Edebiyat

Talebe yakınıyormuş: “Bize öyküler anlatıyorsun ama anlamlarını açmıyorsun”. Usta yanıt vermiş: “Biri sana meyveyi çiğneyerek ikram etse hoşuna gider miydi?”

Bediüzzaman ise şöyle düşünüyor: “Hakikî mürşid-i âlim koyun olur, kuş olmaz./ Hasbî verir ilmini./ Koyun verir kuzusuna hazmolmuş musaffâ sütünü./ Kuş veriyor ferhine lüab-âlûd kayyını.” (Sözler)

O hâlde edebiyat irşad eder mi? Soru kısmen doğru, kısmen değil. Hayatı hazmetmiş bir edebiyat, sonrası için ne kadar yol gösterici olabilir?

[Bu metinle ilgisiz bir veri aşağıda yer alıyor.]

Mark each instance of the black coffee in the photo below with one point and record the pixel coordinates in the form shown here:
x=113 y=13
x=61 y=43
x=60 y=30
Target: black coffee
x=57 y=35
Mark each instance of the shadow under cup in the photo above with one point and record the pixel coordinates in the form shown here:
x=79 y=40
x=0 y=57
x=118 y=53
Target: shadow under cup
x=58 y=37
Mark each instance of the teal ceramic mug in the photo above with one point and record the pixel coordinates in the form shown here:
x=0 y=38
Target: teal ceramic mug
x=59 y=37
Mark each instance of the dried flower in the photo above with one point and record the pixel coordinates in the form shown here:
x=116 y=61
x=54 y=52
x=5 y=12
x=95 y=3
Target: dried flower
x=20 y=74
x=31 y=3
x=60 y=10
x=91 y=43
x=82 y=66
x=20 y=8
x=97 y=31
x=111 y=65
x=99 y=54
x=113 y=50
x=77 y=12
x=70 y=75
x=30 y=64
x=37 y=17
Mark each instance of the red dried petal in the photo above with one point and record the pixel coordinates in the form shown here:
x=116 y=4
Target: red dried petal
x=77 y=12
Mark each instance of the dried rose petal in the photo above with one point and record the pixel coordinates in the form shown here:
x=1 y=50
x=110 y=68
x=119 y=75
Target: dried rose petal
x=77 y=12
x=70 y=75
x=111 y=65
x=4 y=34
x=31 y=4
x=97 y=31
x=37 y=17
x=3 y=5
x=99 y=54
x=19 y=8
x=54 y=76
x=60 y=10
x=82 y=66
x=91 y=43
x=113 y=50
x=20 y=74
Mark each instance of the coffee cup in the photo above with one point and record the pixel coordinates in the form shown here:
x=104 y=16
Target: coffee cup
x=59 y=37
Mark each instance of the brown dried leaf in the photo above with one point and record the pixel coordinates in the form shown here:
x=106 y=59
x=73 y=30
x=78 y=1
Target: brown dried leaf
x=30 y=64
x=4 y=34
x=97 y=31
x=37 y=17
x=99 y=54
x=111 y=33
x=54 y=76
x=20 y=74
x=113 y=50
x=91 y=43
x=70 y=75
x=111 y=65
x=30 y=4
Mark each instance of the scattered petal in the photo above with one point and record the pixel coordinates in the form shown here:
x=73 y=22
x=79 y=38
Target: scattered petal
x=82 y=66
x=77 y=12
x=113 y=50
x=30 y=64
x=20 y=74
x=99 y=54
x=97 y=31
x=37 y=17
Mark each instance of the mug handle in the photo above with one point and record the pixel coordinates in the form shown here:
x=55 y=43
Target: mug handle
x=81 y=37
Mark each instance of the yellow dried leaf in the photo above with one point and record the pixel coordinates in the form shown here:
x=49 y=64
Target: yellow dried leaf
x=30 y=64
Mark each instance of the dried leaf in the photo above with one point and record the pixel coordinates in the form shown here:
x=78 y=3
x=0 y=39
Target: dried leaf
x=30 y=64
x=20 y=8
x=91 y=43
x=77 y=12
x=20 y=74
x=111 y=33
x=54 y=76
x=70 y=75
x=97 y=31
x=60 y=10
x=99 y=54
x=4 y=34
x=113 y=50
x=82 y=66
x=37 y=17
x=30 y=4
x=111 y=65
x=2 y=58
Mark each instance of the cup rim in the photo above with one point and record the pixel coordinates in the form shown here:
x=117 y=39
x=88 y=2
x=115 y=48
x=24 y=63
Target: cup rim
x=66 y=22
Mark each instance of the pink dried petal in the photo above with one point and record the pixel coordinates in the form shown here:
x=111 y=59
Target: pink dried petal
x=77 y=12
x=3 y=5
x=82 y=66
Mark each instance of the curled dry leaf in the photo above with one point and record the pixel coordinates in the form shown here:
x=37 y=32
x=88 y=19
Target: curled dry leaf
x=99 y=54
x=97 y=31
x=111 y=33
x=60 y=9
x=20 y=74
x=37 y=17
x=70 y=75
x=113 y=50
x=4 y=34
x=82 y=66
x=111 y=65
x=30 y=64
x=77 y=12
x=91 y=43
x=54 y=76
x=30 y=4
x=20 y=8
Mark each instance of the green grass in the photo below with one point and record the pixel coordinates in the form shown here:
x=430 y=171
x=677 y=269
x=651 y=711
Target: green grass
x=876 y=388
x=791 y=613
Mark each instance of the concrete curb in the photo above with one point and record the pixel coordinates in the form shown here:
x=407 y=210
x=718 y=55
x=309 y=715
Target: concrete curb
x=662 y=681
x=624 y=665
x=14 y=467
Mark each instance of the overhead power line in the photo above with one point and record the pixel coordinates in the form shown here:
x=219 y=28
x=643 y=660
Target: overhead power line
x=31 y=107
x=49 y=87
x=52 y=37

“Kâmilîn insanların zevk-i maâlîsini hoşnud eden bir hâlet,/ çocukça bir hevese, sefihçe bir tabiat sahibine hoş gelmez,/ Onları eğlendirmez. Bu hikmete binaen, bir zevk-i süflî, sefih,/ hem nefsî ve şehvanî içinde tam beslenmiş, zevk-i ruhîyi bilmez.” diyerek durumu özetliyor Bediüzzaman.

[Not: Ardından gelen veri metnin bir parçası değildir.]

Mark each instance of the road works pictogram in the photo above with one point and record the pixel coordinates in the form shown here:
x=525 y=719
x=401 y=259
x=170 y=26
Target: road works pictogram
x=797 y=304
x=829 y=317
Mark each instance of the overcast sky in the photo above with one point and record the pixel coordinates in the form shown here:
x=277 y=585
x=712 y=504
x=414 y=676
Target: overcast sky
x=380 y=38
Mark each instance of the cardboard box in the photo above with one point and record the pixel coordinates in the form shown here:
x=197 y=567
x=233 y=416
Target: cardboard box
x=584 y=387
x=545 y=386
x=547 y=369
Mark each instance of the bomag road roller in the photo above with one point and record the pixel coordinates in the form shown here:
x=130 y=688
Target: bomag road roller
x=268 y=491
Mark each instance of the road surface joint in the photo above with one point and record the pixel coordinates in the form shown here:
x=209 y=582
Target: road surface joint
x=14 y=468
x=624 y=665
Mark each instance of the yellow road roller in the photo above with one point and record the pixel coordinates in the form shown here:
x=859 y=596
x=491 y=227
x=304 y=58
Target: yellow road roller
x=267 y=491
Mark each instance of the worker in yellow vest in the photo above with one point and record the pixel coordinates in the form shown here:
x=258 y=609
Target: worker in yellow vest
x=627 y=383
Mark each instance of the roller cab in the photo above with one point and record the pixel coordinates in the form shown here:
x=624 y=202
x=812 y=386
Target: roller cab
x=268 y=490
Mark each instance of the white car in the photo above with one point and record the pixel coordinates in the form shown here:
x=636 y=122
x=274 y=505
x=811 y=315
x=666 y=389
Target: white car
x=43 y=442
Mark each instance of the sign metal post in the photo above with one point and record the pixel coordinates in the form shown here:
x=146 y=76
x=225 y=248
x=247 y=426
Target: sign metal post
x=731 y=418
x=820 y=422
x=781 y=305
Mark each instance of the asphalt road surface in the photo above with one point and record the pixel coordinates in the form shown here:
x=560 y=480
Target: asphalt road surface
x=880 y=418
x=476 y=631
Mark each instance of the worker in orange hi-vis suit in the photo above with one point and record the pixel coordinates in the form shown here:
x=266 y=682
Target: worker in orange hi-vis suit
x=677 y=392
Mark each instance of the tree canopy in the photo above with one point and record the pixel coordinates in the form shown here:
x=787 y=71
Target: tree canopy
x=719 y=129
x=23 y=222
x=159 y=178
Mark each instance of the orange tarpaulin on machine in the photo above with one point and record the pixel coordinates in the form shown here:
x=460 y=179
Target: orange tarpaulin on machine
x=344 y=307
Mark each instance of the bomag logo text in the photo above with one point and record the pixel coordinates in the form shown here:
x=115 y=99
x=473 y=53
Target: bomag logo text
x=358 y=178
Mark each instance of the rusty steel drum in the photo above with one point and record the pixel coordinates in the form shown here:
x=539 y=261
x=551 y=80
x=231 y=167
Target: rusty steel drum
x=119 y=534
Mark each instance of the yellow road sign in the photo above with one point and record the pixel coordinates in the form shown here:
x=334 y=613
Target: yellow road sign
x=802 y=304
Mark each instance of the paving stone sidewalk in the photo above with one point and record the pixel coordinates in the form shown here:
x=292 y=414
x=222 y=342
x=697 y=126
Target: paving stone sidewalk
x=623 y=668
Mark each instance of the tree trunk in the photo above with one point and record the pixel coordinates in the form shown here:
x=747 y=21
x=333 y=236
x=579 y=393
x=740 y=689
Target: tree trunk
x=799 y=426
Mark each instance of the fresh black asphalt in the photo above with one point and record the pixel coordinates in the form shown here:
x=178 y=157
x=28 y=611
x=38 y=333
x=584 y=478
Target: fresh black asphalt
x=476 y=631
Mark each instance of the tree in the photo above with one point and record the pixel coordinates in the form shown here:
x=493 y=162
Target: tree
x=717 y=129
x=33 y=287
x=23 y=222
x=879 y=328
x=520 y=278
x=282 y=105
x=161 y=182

Üstad’ın eleştirisi bu bağlamda son dönem edebiyata:

“Avrupa’dan tereşşuh etmiş şu hazır edebiyat romanvâri nazarla, Kur’ân’da olan letâif-i ulviyet, mezâyâ-yı haşmeti göremez, hem tadamaz.

Kendindeki mihengi ona ayar edemez. Edebiyatta vardır üç meydan-ı cevelân; onlar içinde gezer, haricine çıkamaz.

Ya aşkla hüsündür, ya hamâset ve şehâmet, ya tasvir-i hakikat. İşte yabanî edepse, hamâset noktasında hakperestliği etmez.

Belki zalim nev-i beşerin gaddarlıklarını alkışlamakla kuvvetperestlik hissini telkin eder. Hüsün ve aşk noktasında, aşk-ı hakikî bilmez.

Şehvet-engiz bir zevki nefislere de zerk eder. Tasvir-i hakikat maddesinde, kâinata san’at-ı İlâhî suretinde bakmaz,

Bir sıbga-i Rahmânî suretinde göremez. Belki tabiat noktasında tutar, tasvir ediyor; hem ondan da çıkamaz.

Onun için telkini aşk-ı tabiat olur. Maddeperestlik hissi, kalbe de yerleştirir; ondan ucuzca kendini kurtaramaz.

Yine ondan gelen, dalâletten neş’et eden ruhun ıztırâbâtına, o edepsizlenmiş edeb müsekkin, hem münevvim, hakikî faide vermez.” Sözler

Semih Gümüş; “Edebiyat insanın bütün düşünme biçimlerini değiştirir, kendilerine özgü kimlikler edinme çırpınışlarına katkıda bulunacak kalıcı izler bırakır, okurun zihinsel süreçlerinde yaşamayı sürdürerek belki yüzlerce yıl içinde o izlerin birbirine bağlanarak oluşturduğu toplumsal kültürün düzeyini adım adım yükseltir.” derken edebiyatı zihnin çarklarındaki belirleyici bir unsura atıf yapıyor.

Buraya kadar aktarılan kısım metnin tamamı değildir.